The Memory Book(69)



Mom: Beverly, yeah.

Dad: It was strange at first, so tight with people we knew but so much space at the same time.

Mom: But your dad got a job right away because he knew a guy working for the City of Lebanon, and that gave me time to get my associate’s degree, and then you came along! I mean, I wonder, Sammie, with all of your talk about getting out… You think we only stay in the Upper Valley because we don’t have enough money to leave?

Sammie: I don’t know. I guess so.

Mom: We’re lucky to be here. Maybe it’s because the mountains are bigger than everyone, they give people perspective. Listen, you can go anywhere you want, you can conquer the world, you could have gone to New York and been incredibly successful, and I know you would have been. (breaks in voice, sniffing) But the more you win, the more people you might have to beat out, or have to leave behind, the smaller your world becomes.

Dad: That’s absolutely right.

Mom (points out to the yard, to the mountain): We’ve got a big world here, Sammie.

Sammie: I know. I know now.





A LETTER I HAVEN’T SENT



Dear Coop,

I might forget some words so just read as you go and try to make sense. First I’m sorry Stuart punched you. I hope your nose and mouth are okay. I haven’t been able to think of much else since the other morning. I mean, more than just your nose and mouth, but you do have a very handsome nose and mouth and I hope they are not destroyed.

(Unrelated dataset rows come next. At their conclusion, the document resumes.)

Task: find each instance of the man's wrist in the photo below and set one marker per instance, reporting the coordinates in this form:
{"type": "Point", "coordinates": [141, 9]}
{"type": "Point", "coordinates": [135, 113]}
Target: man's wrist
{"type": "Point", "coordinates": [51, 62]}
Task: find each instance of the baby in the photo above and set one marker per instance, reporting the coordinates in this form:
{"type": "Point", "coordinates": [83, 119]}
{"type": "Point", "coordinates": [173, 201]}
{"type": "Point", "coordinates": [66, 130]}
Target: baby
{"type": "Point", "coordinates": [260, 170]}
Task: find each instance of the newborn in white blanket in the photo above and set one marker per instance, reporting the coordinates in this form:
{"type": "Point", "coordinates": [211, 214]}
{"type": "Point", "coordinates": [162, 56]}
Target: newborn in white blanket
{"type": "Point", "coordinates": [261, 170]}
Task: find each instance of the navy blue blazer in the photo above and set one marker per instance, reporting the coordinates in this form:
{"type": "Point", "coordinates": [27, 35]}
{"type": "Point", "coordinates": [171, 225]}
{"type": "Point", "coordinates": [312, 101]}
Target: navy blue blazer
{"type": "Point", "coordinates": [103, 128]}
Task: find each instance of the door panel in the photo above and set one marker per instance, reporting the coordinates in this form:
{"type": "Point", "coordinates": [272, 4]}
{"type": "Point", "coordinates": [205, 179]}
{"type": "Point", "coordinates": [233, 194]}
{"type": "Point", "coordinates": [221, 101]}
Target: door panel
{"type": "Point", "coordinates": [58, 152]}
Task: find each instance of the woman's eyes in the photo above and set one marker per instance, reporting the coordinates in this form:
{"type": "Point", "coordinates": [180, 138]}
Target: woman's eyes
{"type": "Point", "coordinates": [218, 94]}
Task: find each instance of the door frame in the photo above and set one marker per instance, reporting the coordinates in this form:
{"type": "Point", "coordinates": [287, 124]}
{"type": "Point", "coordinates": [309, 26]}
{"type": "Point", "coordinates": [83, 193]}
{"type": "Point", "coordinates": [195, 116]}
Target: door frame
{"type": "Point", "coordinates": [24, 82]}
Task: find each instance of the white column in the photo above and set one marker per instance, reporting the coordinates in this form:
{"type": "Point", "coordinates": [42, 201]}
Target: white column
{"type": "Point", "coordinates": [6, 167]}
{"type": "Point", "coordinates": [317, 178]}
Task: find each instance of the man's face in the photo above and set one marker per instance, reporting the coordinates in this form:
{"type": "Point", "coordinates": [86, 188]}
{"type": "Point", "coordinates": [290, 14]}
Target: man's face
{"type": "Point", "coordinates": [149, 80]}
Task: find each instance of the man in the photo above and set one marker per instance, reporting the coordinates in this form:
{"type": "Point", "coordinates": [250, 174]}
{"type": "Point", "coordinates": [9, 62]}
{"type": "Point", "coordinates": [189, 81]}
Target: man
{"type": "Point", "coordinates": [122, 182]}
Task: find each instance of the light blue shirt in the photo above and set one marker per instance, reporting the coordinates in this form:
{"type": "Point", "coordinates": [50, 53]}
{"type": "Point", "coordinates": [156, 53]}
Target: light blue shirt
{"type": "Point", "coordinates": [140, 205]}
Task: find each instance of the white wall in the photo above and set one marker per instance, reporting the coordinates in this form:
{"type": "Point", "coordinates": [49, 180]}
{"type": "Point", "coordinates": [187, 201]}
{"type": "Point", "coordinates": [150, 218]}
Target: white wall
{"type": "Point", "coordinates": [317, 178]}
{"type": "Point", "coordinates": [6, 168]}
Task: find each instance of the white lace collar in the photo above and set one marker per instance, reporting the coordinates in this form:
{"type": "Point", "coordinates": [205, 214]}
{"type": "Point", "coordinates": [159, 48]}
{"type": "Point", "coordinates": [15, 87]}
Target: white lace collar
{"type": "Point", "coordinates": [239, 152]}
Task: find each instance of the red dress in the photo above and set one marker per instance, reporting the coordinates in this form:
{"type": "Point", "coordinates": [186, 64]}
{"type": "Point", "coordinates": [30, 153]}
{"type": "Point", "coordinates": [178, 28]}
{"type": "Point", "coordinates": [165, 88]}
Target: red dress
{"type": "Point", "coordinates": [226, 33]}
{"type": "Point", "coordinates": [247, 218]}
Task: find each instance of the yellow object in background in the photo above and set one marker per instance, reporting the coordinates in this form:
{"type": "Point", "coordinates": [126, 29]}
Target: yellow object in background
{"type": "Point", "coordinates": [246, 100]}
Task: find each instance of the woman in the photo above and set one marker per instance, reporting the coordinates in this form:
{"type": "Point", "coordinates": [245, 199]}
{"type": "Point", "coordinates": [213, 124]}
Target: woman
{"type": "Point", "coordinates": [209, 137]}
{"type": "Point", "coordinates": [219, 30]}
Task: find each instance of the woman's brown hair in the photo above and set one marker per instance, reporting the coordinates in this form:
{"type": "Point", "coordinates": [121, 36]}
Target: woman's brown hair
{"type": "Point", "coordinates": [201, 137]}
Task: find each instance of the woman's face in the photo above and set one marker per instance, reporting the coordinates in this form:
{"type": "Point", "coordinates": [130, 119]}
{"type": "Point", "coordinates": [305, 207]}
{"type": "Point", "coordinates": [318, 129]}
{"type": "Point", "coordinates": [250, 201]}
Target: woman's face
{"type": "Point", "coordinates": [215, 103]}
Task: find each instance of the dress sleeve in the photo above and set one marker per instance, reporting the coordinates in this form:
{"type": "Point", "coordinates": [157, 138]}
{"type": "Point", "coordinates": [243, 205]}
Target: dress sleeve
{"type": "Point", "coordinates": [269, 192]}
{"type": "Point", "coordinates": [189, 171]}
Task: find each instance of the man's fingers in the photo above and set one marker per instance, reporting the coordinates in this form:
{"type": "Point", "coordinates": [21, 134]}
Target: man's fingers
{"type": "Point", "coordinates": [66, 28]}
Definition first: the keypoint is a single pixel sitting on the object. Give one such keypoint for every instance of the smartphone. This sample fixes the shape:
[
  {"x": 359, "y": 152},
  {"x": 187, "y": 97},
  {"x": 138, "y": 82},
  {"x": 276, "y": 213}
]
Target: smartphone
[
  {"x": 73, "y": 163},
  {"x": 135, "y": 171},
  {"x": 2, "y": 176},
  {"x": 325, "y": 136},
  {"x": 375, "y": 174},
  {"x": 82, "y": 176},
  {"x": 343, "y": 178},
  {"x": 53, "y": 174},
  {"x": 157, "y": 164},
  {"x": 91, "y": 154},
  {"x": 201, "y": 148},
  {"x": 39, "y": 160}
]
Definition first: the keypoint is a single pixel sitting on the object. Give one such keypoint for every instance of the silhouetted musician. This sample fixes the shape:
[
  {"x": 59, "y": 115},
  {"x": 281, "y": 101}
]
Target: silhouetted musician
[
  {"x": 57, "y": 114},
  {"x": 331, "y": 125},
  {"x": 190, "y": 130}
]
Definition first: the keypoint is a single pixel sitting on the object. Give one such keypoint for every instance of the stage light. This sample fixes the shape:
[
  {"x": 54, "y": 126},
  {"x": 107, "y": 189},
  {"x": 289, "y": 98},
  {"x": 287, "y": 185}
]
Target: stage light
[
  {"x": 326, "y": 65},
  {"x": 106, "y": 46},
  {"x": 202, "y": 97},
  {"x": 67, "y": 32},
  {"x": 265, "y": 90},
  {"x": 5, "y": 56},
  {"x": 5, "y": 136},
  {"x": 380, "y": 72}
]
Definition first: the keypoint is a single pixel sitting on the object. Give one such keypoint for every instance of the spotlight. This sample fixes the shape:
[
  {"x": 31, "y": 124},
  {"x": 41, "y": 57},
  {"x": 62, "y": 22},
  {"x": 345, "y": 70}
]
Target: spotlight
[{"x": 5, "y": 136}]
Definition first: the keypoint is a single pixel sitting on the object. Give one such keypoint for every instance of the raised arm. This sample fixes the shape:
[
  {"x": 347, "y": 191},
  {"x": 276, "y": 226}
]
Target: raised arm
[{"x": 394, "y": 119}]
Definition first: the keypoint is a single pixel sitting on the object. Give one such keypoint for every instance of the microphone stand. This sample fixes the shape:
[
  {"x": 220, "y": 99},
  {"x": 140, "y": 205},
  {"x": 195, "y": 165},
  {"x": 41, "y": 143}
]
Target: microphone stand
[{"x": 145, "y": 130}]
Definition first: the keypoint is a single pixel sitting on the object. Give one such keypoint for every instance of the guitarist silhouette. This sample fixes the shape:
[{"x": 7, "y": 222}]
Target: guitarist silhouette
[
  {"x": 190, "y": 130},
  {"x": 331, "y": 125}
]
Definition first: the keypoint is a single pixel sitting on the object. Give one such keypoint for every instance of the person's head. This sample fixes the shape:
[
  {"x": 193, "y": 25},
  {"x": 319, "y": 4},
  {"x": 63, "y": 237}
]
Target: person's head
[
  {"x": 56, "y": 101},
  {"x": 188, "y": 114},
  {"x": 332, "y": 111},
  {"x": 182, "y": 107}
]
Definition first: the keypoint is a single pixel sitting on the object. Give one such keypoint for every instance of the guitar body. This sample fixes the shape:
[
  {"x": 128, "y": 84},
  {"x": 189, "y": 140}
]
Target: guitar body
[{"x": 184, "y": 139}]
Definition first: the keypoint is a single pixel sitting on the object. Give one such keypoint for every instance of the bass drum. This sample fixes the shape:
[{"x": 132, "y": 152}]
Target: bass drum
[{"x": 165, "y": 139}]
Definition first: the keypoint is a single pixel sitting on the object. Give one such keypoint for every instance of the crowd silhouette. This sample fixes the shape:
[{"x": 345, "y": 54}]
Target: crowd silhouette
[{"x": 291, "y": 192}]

Most of all I hope our friendship isn’t destroyed. Remember the day we became friends? It was probably when we were five or four. I saw you a lot and I remember staring at your hair because you had the loudest color hair I had ever seen and you were always naked running around in your yard. Maybe not the right moment but there was a time when you had run all the way from your house to see how far the garden hose could go. You ran all the way yanking the green hose and right when you got to our yard you stopped. I think I was probably catching those little yellow butterflies between two cups like I often did. Anyway I looked up and there you were holding the hose, pulling it, trying to get it to go farther but it wouldn’t budge. So you set it down and ran away back to your house. You left the hose and I just stared at it and all of a sudden water started trickling out of the end. It was magic. I had no idea how you did it or if it was you that even did it. I walked up closer to the hose and watched the water flow out, harder and harder, and then you came running back. You were laughing because it was amazing. You picked up the hose and waved it around and I went and jumped in the water with you and I think we played together ever since.

I’ve been wondering where that person was for the last four years when we could have been friends. The person who noticed little things like that and thought they were special. I was so busy thinking about how I could be better than everyone that I stopped seeing anyone else at all. I thought I knew what I needed and perhaps I did need some of it. I am happy I worked so hard in school. I am happy I got to be in debate and give a speech. But now what does that mean? What about the space between the things I checked off my list? What about when the list has to get thrown out?

What I mean is we could have had four thousand and sixty days instead of just fourteen or seven or the six hours we had by the Potholes. I will be sorry for the rest of my life if we can’t have any more days together.

I’m sorry I told your secret. I don’t judge you, and I don’t think I’m better than you, and anyone who thinks they are can suck it. I was trying to be a better version of myself but didn’t care who I was stepping on to get there. I was trying to pretend I had a future that would never exist, and never will. But I would have rather gone back and had you with me, no matter what my future was.

I’ve lived with you right now and those right nows are everywhere, every time, in my house, in your house, on the mountain.

I love you. Home is where love is. You’re my home.

Sammie



PS And I don’t think you’re a dumbshit

PPS At least not all the time





STUART SHAH, NEW YORK TIMES BESTSELLER


Stuart and I met in the early morning before he caught a bus back to New York. He came over and we sat on the plastic lawn chairs. He was wearing all gray again, a stuffed backpack strapped to his back. The echolocation between us was gone, replaced with a sort of pillow that seemed to muffle everything. I took tea, he took coffee, and we looked at each other with puffy eyes. He came on a good day.

“You look nice,” Stuart said.

“Don’t lie,” I said, and smiled at him with a mouth that didn’t go all the way up on one side.

“I’m not,” he said. “How are you holding up?”

I did not expect him to be so civil. But I guess he had gotten all his anger out. “I’m okay. How are you?”

“Back to the city life.”

“I’m happy for you,” I said.

“You shouldn’t be,” Stuart said, almost bitter.

There it was, the anger. “I’m sorry,” I said, taking a deep breath. “I said it before and I still mean it: I’m sorry for what I did.”

“It still baffles me,” Stuart said. “How far I was willing to go for you, and you threw it away.”

“I never…” I searched for this word, I remember, and was embarrassed. “I never understood why you were willing to give me yourself so fully without knowing me that well.”